The stabbing to death of three young girls in the northwest English town of Southport last week has been seized on by anti-immigrant and anti-Muslim groups, with disinformation spread online and amplified by high-profile far-right figures to spark disorder in towns and cities.
"Whatever the apparent motivation, this is not protest, it is pure violence and we will not tolerate attacks on mosques or our Muslim communities," Starmer said on Monday after an emergency meeting with police and prison chiefs.
"The full force of law will be visited on all those who are identified as having taken part."
The violence erupted last Tuesday after social media posts said the suspected attacker in Southport was a radical Islamist who had just arrived in Britain and was known to intelligence services.
Police say the 17-year-old suspect was born in Britain and they are not treating it as a terrorist incident.
Protests, mostly involving a few hundred people, have continued in towns and cities across the country, with bricks thrown at police officers, shops looted and mosques and Asian-owned businesses attacked.

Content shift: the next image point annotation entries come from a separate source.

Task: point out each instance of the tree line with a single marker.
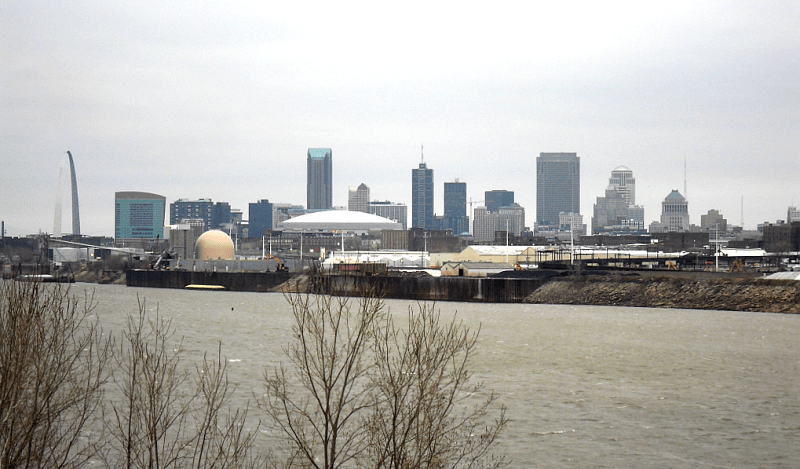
(356, 390)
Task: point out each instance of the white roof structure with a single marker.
(395, 259)
(339, 220)
(784, 276)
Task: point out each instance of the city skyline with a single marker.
(207, 102)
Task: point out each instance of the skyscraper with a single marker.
(260, 218)
(558, 186)
(320, 179)
(616, 213)
(201, 209)
(675, 212)
(139, 215)
(358, 199)
(496, 199)
(422, 197)
(622, 181)
(455, 207)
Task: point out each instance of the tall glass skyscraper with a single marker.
(558, 186)
(139, 215)
(455, 207)
(320, 179)
(260, 218)
(422, 197)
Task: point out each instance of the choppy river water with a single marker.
(585, 386)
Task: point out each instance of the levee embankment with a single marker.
(757, 295)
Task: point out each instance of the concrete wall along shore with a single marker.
(233, 281)
(423, 288)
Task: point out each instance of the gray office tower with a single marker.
(558, 186)
(260, 218)
(496, 199)
(320, 179)
(422, 197)
(455, 207)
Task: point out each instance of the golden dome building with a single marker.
(214, 244)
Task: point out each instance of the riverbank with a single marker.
(756, 295)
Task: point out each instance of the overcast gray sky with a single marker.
(221, 100)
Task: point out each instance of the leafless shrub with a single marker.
(53, 365)
(425, 413)
(359, 390)
(318, 402)
(164, 422)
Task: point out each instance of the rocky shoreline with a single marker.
(755, 295)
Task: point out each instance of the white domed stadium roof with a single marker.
(339, 220)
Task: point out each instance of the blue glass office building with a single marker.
(319, 187)
(139, 215)
(422, 197)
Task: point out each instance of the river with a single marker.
(585, 386)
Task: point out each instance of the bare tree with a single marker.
(360, 390)
(317, 404)
(162, 421)
(426, 413)
(53, 365)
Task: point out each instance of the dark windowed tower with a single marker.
(496, 199)
(260, 218)
(422, 197)
(455, 207)
(320, 178)
(558, 186)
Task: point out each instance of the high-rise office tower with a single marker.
(616, 212)
(675, 212)
(422, 197)
(320, 179)
(358, 199)
(139, 215)
(183, 209)
(558, 186)
(455, 207)
(622, 181)
(496, 199)
(260, 218)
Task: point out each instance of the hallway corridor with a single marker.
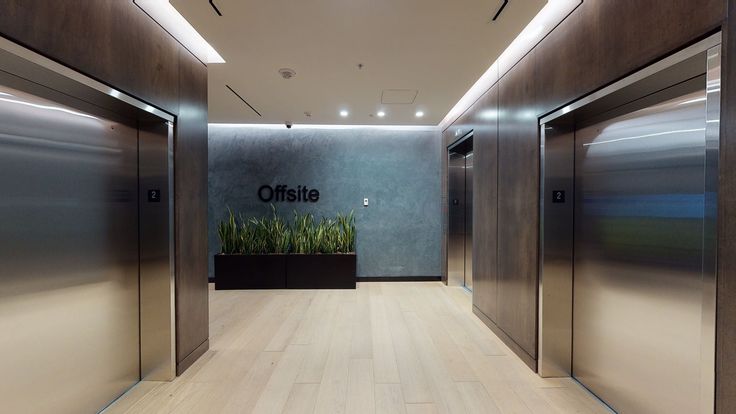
(383, 348)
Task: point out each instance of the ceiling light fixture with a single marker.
(550, 16)
(173, 22)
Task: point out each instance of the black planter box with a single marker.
(320, 271)
(263, 271)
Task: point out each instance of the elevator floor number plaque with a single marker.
(558, 196)
(154, 196)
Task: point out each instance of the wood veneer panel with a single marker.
(485, 199)
(518, 206)
(112, 41)
(192, 307)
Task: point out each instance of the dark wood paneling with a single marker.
(598, 43)
(112, 41)
(192, 308)
(116, 43)
(518, 205)
(726, 286)
(485, 148)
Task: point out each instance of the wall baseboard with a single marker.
(529, 360)
(190, 359)
(400, 279)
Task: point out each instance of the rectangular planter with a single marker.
(262, 271)
(320, 271)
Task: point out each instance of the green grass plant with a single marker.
(274, 235)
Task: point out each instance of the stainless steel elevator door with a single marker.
(469, 221)
(69, 252)
(456, 232)
(639, 217)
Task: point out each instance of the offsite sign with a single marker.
(282, 193)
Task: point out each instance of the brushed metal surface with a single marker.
(710, 228)
(654, 69)
(69, 253)
(158, 359)
(557, 163)
(456, 216)
(639, 254)
(468, 278)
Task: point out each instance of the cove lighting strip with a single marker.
(318, 126)
(552, 14)
(173, 22)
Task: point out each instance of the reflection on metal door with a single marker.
(69, 252)
(469, 221)
(460, 228)
(639, 237)
(456, 233)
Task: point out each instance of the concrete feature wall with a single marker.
(398, 234)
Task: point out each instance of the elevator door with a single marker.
(639, 222)
(456, 241)
(69, 252)
(460, 191)
(468, 279)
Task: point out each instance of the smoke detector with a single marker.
(287, 73)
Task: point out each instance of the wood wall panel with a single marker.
(518, 205)
(485, 208)
(192, 306)
(111, 41)
(116, 43)
(599, 43)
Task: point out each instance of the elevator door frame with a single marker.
(157, 347)
(462, 146)
(556, 245)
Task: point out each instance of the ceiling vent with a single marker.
(399, 96)
(499, 10)
(287, 73)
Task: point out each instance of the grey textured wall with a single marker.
(398, 234)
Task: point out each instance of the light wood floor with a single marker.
(384, 348)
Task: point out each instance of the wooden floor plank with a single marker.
(406, 348)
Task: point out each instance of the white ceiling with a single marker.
(436, 47)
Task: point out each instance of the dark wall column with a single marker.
(116, 43)
(598, 43)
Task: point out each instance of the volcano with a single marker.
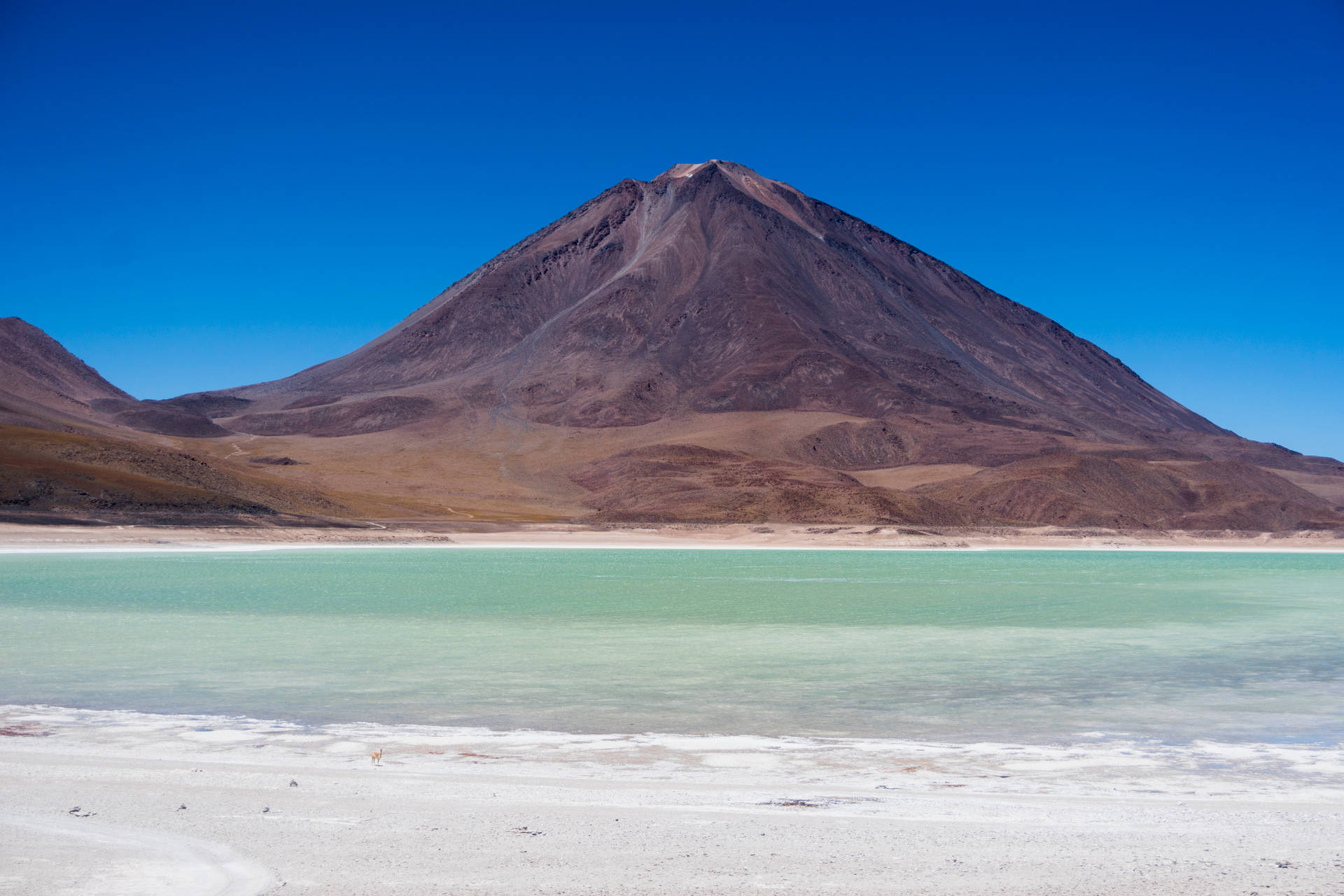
(714, 289)
(715, 346)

Cars have been set on fire and some unverified videos on social media have shown ethnic minorities being beaten up.
Interior minister Yvette Cooper said rioters had felt "emboldened by this moment to stir up racial hatred".
She promised a reckoning to those involved, saying the government would back punishments ranging from jail sentences to travel bans. Police have arrested around 420 so far.
In Rotherham, northern England, protesters tried to break into a hotel that housed asylum seekers in what Starmer called an act of "far-right thuggery".
Protests also turned violent in Liverpool, Bristol, Tamworth, Middlesbrough, Sunderland, and Belfast, in Northern Ireland, with largely young men wearing balaclavas and draped in the British flag hurling rocks and shouting "Stop the Boats", a reference to migrants arriving in dinghies on the south coast.
In some places they were met by large groups of counter protesters, with police often struggling to keep the two sides apart.
Starmer said a "standing army" of specialist police officers would tackle outbreaks of violence where needed.
Police have blamed online disinformation, amplified by high-profile figures for driving the violence.
Stephen Yaxley-Lennon, known by the pseudonym Tommy Robinson and previously the leader of the defunct anti-Islam English Defence League, has been blamed by media for spreading misinformation to his 875,000 followers on X.
"They are lying to you all," Yaxley-Lennon said. "Attempting to turn the nation against me. I need you, you are my voice."
Elon Musk, the owner of X, also weighed in. Responding to a post on X that blamed mass migration and open borders for the disorder in Britain, he wrote: "Civil war is inevitable."
Starmer's spokesperson said there was "no justification" for Musk's comment.
In Whitechapel in East London, lawyer M. A. Gani, 33, said the British Bangladeshi community was "living in fear".
"We've never seen this kind of far-right groups (being so) active and (they are) anti-immigrant," he said.
"I hope that the UK (government) will take initiative to calm down the situation."
Commuters in London said protesters were intent on violence.
"I actually think the people rioting are probably puppets of people who want to stir up trouble," said Carmen Holdsworth-Delgado, a 42-year-old curator.
Interior minister Cooper told broadcasters that the government would pursue the spread of online disinformation with social media companies, and she did not accept that concerns about immigration could justify the violence.
"Reasonable people who have all those sorts of views and concerns do not pick up bricks and throw them at the police," she said.